| HN Mirror

Y	Hacker News new \| ask \| show \| jobs

by psykotic 1539 days ago

> It's possible to build a hash on tolerant doubles by making two hashes per lookup, and even complex numbers with four per lookup, but no one's figured out how to deal with entries that contain multiple numbers yet.

I'm curious what obstacle you have in mind for "multiple numbers".

The problem is equivalent to a distance query on a data structure, i.e. enumerate everything within a distance tol of a query point x in an appropriate distance metric. There are many data structures for this problem (it's a basic building block in computational geometry). But I assume the hashing solution you have in mind is what we usually call a hash grid in gamedev and graphics, which works well when tol is fixed for the lifetime of the data structure. [1] Namely, you define a grid with cell size tol and map a point x to the index cell(x) of its containing cell, which is just a rounding operation. Then you can use a hash table keyed by cell(x) to store the contents of an unbounded, sparse grid. To perform a distance query from x you need to check not just x's cell but some of the immediately neighboring cells and then filter all of those candidates based on the pairwise distance. [2] [3]

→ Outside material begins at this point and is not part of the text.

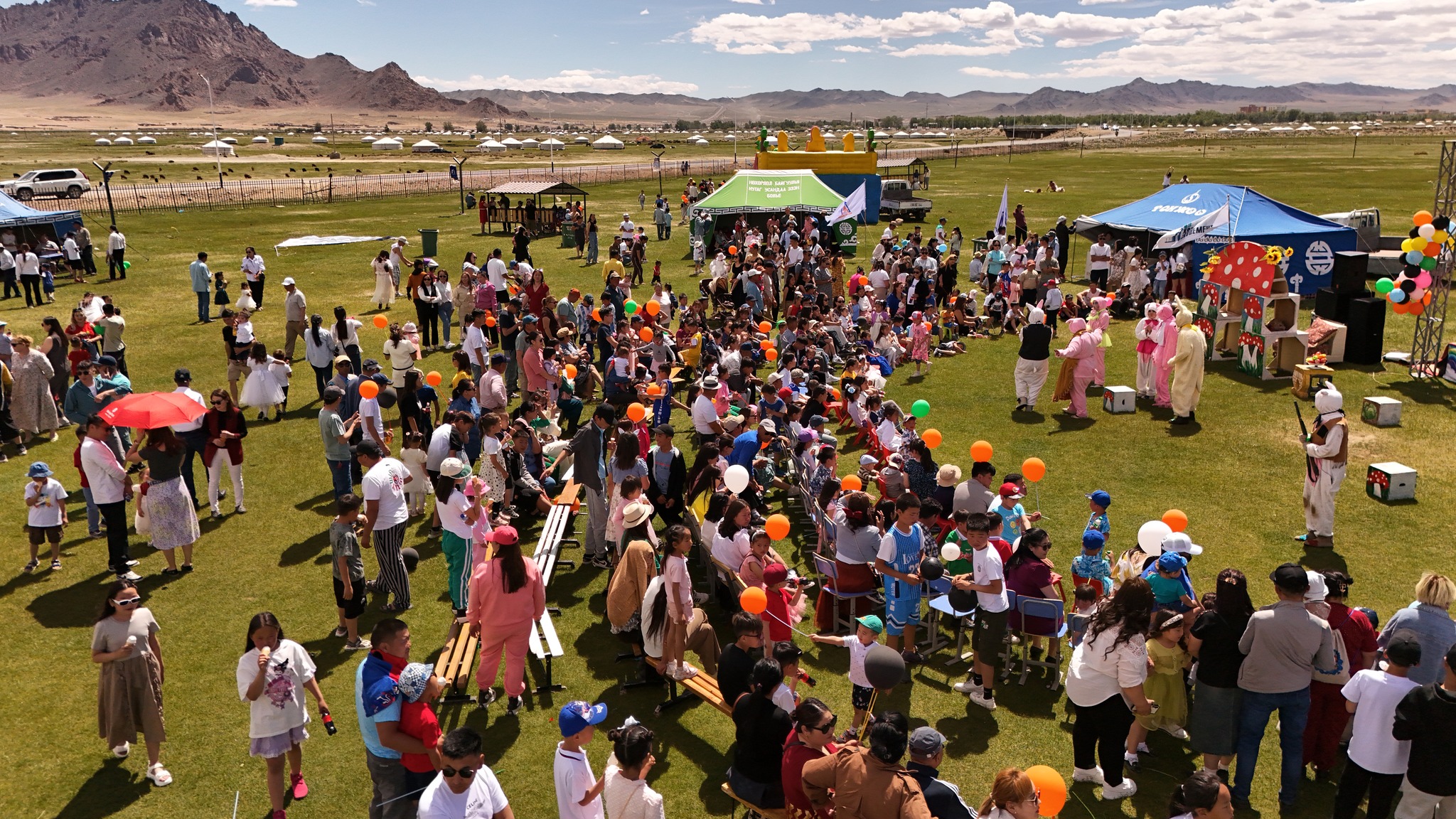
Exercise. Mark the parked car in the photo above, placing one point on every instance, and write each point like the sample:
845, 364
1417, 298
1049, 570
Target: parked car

This approach works with any distance metric (including the usual suspects L^2, L^1 and L^inf) and in any dimension d although the worst-case number of cells to check in the hash is 2^d, so the curse of dimensionality is present and in high-dimensional spaces another data structure not based on rectilinear partitioning would be preferable. But hashing does work with "multiple numbers" if by "multiple numbers" you mean a vector (with not too many components) where tolerance is defined by a distance metric.

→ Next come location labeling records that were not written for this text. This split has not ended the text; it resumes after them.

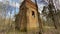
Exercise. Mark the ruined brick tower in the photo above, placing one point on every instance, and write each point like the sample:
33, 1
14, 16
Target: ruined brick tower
27, 17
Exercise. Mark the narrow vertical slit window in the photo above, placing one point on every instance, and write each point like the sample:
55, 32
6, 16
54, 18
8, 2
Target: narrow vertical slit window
33, 14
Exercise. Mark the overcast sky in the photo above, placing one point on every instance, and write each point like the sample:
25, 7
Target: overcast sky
14, 4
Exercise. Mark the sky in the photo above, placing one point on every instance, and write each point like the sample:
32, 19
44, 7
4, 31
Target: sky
13, 5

[1] Actually, hash grids work well any time the query radius is on roughly the same scale as the cell size. But if the query radius is a lot smaller than the cell size then the grid is too coarse to perform adequate pre-filtering. And if the query radius is larger than the cell size you have to check a bigger neighborhood of cells (i.e. more hash lookups) to enumerate all the candidates.

[2] Depending on the read vs write ratio, you can actually flip this around by storing each point in multiple cells so that queries only need one hash table lookup at the expense of slightly less precise pre-filtering.

[3] Instead of doing multiple hash table lookups, you can also have each occupied cell store pointers to neighboring cells (null for unoccupied neighbors), which replaces hash table lookups for the neighbors with plain memory loads. A variation on this trick is to instead store bit flags to avoid doing hash table lookups for neighboring cells which are known to be empty; this takes up far less memory.